Além disso, cabe a nós discutir o fascinante mundo das memórias que se criam sobre os acontecimentos do passado e nos inquietam hoje, através do ato de lembrar. As lembranças são essa incrível competência humana de reforçar pontos do cruzamento dos tempos idos com o que desejamos que seja marcado agora, e assim, refundamos novos momentos para o futuro.
Refiro-me ao texto “Dia Mundial do Livro e ‘Feira de Santana’ de Rollie Poppino”, no Blog da Feira do último dia 23. Na verdade, a nota de Janio Rego reproduziu a narrativa feita em 2018 sobre o cinquentenário da publicação “Feira de Santana”, fruto da tese do autor californiano Rollie Edward Poppino, escrita em 1953, publicada em 1968 e tomada por muitos como principal referência para o estudo da história do município. O registro do jornalista tencionou para que algo fosse feito em prol da memória a respeito do próprio autor e do livro. A reclamação surtiu resultado. Uma rua recebeu o nome de Rollie Poppino, em homenagem ao historiador[1].
Também em 2018, André Pomponet escreveu sobre o livro, na Tribuna Feirense, dois meses antes da mudança do nome da rua e propôs algo rico: uma reedição do texto do norte-americano[2], que, na época, foi editado na UFBA e produzido pela editora Itapuã. A retomada da discussão sobre o papel de Poppino ao visitar Feira de Santana, uma possível reedição do texto e as evocações sobre seu nome nos levam a algumas inquietações.
Mais do que para ser celebrado como fonte incontestável para as referências da história de Feira, Poppino e seu livro poderia ser retomado como objeto de estudo em si, tanto a obra, como o autor, as memórias que fundou, a conjuntura de sua escrita, em intercâmbio intelectual entre o Brasil e os Estados Unidos em 1951-1953.
A versão original da tese, “Princess of the Sertão: A history of Feira de Santana”, defendida em Stanford em 1953, está disponível nos arquivos da Universidade da Califórnia, em Davis, local onde Poppino trabalhou posteriormente, a partir de 1961, como diretor do Departamento de História. O texto original, inclusive, já foi disponibilizado em formato digital, segundo Dimas Oliveira[3], através de Carlos Brito e da Fundação Senhor dos Passos, a algumas instituições locais, como a UEFS. Mas esse acesso poderia ser maior. Alguns números da edição de 1968 ainda circulam nas bibliotecas de Feira de Santana e da Bahia e talvez uma reedição refrigerasse o debate.

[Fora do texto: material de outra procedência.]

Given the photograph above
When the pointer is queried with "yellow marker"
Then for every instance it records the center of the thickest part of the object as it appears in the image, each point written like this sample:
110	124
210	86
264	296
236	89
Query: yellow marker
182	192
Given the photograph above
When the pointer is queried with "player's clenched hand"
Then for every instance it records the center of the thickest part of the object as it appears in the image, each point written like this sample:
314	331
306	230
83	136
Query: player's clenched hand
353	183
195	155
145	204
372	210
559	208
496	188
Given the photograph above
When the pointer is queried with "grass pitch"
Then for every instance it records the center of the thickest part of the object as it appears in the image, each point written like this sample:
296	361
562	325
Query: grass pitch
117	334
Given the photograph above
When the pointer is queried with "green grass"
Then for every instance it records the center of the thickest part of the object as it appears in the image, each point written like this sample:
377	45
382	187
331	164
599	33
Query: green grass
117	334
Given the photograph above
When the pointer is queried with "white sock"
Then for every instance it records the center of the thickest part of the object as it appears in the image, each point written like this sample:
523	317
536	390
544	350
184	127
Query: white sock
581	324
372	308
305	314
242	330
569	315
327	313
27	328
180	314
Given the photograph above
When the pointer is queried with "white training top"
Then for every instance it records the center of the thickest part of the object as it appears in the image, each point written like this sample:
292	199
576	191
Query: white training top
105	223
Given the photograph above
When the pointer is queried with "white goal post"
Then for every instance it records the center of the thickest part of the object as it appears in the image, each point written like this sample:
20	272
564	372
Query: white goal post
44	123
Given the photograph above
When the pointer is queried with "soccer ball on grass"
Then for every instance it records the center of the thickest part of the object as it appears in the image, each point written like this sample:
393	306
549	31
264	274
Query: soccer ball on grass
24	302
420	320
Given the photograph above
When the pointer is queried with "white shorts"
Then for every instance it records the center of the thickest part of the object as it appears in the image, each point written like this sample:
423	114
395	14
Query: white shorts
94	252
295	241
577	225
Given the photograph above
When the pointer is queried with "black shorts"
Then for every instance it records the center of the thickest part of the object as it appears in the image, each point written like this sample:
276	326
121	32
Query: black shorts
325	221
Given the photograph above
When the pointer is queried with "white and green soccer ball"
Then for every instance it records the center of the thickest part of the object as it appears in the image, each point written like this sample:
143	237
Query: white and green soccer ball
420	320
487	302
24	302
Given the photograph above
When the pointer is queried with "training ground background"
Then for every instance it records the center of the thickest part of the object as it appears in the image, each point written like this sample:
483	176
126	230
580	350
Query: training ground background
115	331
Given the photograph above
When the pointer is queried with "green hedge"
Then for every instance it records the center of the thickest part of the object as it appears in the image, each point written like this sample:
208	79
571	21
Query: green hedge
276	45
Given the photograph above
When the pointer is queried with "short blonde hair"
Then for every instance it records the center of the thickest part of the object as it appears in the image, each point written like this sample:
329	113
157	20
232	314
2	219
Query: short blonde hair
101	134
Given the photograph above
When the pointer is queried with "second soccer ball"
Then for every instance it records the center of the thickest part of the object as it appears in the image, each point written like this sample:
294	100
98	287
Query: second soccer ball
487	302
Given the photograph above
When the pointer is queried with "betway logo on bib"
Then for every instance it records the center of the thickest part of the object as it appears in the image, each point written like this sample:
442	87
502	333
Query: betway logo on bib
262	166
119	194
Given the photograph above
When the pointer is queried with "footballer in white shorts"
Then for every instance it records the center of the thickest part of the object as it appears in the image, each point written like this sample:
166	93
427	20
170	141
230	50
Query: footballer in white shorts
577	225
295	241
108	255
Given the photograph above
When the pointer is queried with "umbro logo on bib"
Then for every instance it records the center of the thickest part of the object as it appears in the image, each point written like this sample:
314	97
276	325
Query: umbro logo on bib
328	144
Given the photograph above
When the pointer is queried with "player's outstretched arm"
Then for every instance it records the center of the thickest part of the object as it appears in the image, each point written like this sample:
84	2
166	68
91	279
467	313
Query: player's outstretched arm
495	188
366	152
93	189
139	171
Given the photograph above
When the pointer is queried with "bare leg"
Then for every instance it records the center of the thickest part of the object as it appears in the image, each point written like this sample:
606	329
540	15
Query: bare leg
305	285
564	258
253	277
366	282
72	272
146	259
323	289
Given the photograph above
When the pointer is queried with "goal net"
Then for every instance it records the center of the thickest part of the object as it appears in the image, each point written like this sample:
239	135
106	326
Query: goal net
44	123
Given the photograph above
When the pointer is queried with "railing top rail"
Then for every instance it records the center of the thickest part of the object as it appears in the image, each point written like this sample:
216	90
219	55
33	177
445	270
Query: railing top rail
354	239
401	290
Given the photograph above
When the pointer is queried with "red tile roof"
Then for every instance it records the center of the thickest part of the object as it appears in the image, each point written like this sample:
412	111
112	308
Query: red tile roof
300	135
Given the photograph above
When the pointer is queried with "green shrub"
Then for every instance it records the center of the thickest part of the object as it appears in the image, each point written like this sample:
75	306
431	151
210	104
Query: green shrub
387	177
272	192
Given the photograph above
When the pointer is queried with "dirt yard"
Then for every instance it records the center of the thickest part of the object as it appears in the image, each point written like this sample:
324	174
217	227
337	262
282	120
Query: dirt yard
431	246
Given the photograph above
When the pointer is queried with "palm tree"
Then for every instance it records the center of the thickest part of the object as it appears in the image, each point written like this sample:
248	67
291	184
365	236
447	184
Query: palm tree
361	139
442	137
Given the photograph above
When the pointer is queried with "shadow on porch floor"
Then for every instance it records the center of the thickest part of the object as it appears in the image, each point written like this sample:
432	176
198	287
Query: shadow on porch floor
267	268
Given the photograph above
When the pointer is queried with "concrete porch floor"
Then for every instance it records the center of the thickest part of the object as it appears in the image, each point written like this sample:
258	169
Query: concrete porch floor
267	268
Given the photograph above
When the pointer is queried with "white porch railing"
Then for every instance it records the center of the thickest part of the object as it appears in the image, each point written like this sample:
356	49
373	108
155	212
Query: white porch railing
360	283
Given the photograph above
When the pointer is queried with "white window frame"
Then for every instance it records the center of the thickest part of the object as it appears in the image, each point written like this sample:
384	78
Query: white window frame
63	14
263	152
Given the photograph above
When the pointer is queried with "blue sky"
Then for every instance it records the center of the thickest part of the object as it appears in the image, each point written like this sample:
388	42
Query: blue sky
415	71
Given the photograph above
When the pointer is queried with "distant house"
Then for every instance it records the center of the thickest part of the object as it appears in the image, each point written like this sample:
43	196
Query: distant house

Como se sabe, o estudo realizado por Rollie E. Poppino foi fruto do acordo bilateral entre a Universidade de Colúmbia em Nova York, pela via da criação do Programa de Estudos Sociais Estado da Bahia, montado em 1950 pela Secretaria de Educação e Saúde, no então governo de Otávio Mangabeira. Segundo Janio Rego e outros atestaram, pouco se sabe sobre sua estadia em Feira de Santana. Até então, informações de particulares sobre a recepção de Poppino demonstram um acolhimento positivo do autor.
Algumas informações circulam na mídia sobre o tema, mas podemos destacar mais outras. As menções feitas, nos documentos do Projeto Colúmbia, a estudantes bolsistas, auxiliares de pesquisa, apontam para o suporte que elas ofertaram ao programa baiano, indo a campo para fazer a coleta de dados. Na maioria das vezes, esses homens que vieram para o interior da Bahia[4] não adentravam as residências para fazer anotações e questionários, mas deixavam essas tarefas para as mulheres, que também garimpavam os materiais nos arquivos. Ficava mais fácil, em uma sociedade de herança patriarcal como a nossa, receber as “moças” do projeto do que o pesquisador, diretamente e aqui fica uma questão sobre o modo de trabalho nos arquivos e por onde o autor caminhou.
Por outro lado, dispôs dos materiais de outros arquivos e de acervos particulares. Boa parte do material utilizado, como exemplares de jornais feirenses (Poppino recorreu muitas vezes aos editoriais celebrativos do Jornal Folha do Norte e às colunas sobre cultura local) estão hoje sob guarda da sua coleção particular, em Davis.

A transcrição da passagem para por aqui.